Last week Donald Criswell of Molalla, Oregon, pled guilty to Yellowstone drone violations. He had been charged with violating the Yellowstone National Park drone ban after he flew his unmanned aircraft over a crowded Midway Geyser Basin area and close to bison on August 19. On Thursday afternoon, October 2, he pled guilty to the charge of violating a closure and was fined $1,000 plus court costs.
This was summer of the drone in Yellowstone National Park: National Park officials put up signs warning that unmanned aircraft were banned, and three three cases regarding the use of unmanned aircraft in Yellowstone National Park resulted in three convictions. Unmanned aircraft have always been a violation of Yellowstone rules; in addition, National Park Service Director Jonathan B. Jarvis signed a policy memorandum in late June that directs superintendents nationwide to prohibit launching, landing, or operating unmanned aircraft on lands and waters administered by the National Park Service. The regulation was enacted due to the conflict or impact with a variety of park uses including disturbance of wildlife, impacts or damage to sensitive geothermal areas, and the creation of public safety hazards posed by their unregulated use. The ban is contained in the 2014 update to the Superintendent’s Compendium, which can be found online here.

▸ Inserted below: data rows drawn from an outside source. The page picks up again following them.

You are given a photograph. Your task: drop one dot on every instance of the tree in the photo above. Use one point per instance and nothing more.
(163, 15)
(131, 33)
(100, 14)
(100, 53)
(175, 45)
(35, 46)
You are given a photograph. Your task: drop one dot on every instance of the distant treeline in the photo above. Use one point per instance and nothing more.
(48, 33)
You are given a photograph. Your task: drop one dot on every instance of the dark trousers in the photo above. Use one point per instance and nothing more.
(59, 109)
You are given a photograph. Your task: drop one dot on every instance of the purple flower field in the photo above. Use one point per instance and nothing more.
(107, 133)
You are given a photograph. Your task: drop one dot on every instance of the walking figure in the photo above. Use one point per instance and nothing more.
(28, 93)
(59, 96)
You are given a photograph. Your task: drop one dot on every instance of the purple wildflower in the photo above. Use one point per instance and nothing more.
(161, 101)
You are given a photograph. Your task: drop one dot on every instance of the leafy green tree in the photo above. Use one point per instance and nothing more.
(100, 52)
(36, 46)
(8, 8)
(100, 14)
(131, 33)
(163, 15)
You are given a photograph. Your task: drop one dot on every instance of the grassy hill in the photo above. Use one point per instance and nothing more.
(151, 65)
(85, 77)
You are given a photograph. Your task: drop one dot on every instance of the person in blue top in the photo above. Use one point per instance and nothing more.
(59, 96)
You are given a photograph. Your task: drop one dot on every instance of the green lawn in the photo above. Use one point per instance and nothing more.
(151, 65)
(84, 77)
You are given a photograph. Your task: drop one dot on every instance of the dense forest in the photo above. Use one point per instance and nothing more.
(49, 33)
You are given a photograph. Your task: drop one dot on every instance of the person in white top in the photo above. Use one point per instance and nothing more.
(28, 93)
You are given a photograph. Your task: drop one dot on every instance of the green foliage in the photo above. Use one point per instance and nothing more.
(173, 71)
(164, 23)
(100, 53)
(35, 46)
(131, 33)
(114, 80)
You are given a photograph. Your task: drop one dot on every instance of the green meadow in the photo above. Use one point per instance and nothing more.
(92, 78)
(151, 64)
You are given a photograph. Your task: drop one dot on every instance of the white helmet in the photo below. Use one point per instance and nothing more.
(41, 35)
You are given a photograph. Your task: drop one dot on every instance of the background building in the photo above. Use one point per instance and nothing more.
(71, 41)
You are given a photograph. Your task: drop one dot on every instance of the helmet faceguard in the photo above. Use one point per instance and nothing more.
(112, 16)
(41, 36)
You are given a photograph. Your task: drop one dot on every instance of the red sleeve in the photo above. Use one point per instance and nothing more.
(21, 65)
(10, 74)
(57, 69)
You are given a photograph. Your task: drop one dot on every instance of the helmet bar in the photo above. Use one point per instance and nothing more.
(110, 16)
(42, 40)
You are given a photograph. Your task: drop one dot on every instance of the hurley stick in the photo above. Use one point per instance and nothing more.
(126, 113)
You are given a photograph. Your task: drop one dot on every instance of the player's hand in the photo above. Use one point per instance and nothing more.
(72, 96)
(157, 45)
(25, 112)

In late September, Theodorus Van Vliet of the Netherlands entered a guilty plea in connection with an August 2 incident where his unmanned aircraft crashed into Grand Prismatic Spring. He was fined $1,000 and ordered to pay over $2,200 in restitution.
Earlier in September, Andreas Meissner of Germany pled guilty to charges arising from operating an unmanned aircraft that crashed into Yellowstone Lake near the West Thumb Marina back on July 18. Meissner was sentenced to a one year ban from the park, was placed on one year of unsupervised probation, and was ordered to pay over $1,600 in fines and restitution.
As these three instances illustrate, park rangers are enforcing Yellowstone drone violations. Violators could be subject to a mandatory court appearance, confiscation of their unmanned aircraft, and if found guilty could be subject to fines and other penalties.